Dans ce modèle, les sanctions jouent un rôle paradoxal. Elles affaiblissent la société, mais elles renforcent le régime. Elles détruisent l’économie formelle et enrichissent les intermédiaires. L’importation devient une prérogative politique. La distribution du dollar devient une arme. L’accès aux ressources devient une récompense de loyauté.

On le voit dans des exemples concrets. Un commerçant qui veut importer ne dépend pas seulement de la demande et du prix. Il dépend d’une chaîne opaque de licences, d’intermédiaires, de douanes, de réseaux et parfois de protection sécuritaire. Cette réalité ne concerne pas seulement les grandes entreprises. Certaines familles ont accès à des circuits privilégiés, parfois via une appartenance aux structures para-étatiques, parfois via des réseaux de Basij ou des fondations. D’autres n’y ont pas accès. Cette asymétrie produit une société double. D’un côté, une minorité qui continue de consommer, d’acheter des voitures importées, d’accéder à des produits étrangers. De l’autre, une majorité enfermée dans une économie de substitution, de basse qualité, et de renoncements.
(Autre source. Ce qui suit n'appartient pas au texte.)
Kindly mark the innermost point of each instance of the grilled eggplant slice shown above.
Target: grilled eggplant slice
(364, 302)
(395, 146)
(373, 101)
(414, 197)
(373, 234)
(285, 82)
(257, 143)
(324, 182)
C’est ici qu’intervient le facteur stratégique, souvent négligé. Pendant longtemps, le régime a justifié la pauvreté par la grandeur. L’« axe de la résistance » était présenté comme la preuve que l’Iran n’était pas un pays comme les autres. Or, en 2024–2025, cette histoire s’est effondrée. Les défaites et les revers militaires, qu’il s’agisse de Gaza, du Liban, de la Syrie ou de la confrontation directe avec Israël, ont produit un effet intérieur. L’argent a été gaspillé. Les sacrifices n’ont pas construit une puissance protectrice mais, au contraire, exposé l’Iran à des attaques directes. Non seulement le pays souffre, mais il souffre pour rien.

Téhéran, 13 juin 2025 © Vahid Salemi/AP/SIPA

Or, on peut accepter l’austérité au nom d’un projet. Mais lorsque le projet apparaît comme un échec coûteux, la pauvreté devient simple injustice. Et le massacre des 8 et 9 janvier ajoute à ce constat d’échec l’évidence de la violence intérieure. À quoi bon se sacrifier, si l’on est réprimé, humilié et ruiné simultanément ?

L’économie iranienne de début février 2026 est donc une économie fragmentée. D’un côté, l’Iran des insiders. De l’autre, l’Iran de l’informel et de la débrouille dans un contexte de déclassement et appauvrissement. Enfin, l’Iran de la sortie, celui des classes éduquées qui cherchent à partir, et qui, lorsqu’elles ne partent pas, vivent comme si elles devaient partir demain. Les ingénieurs, médecins, entrepreneurs, étudiants de haut niveau ne croient plus à un avenir national même lorsqu’ils restent.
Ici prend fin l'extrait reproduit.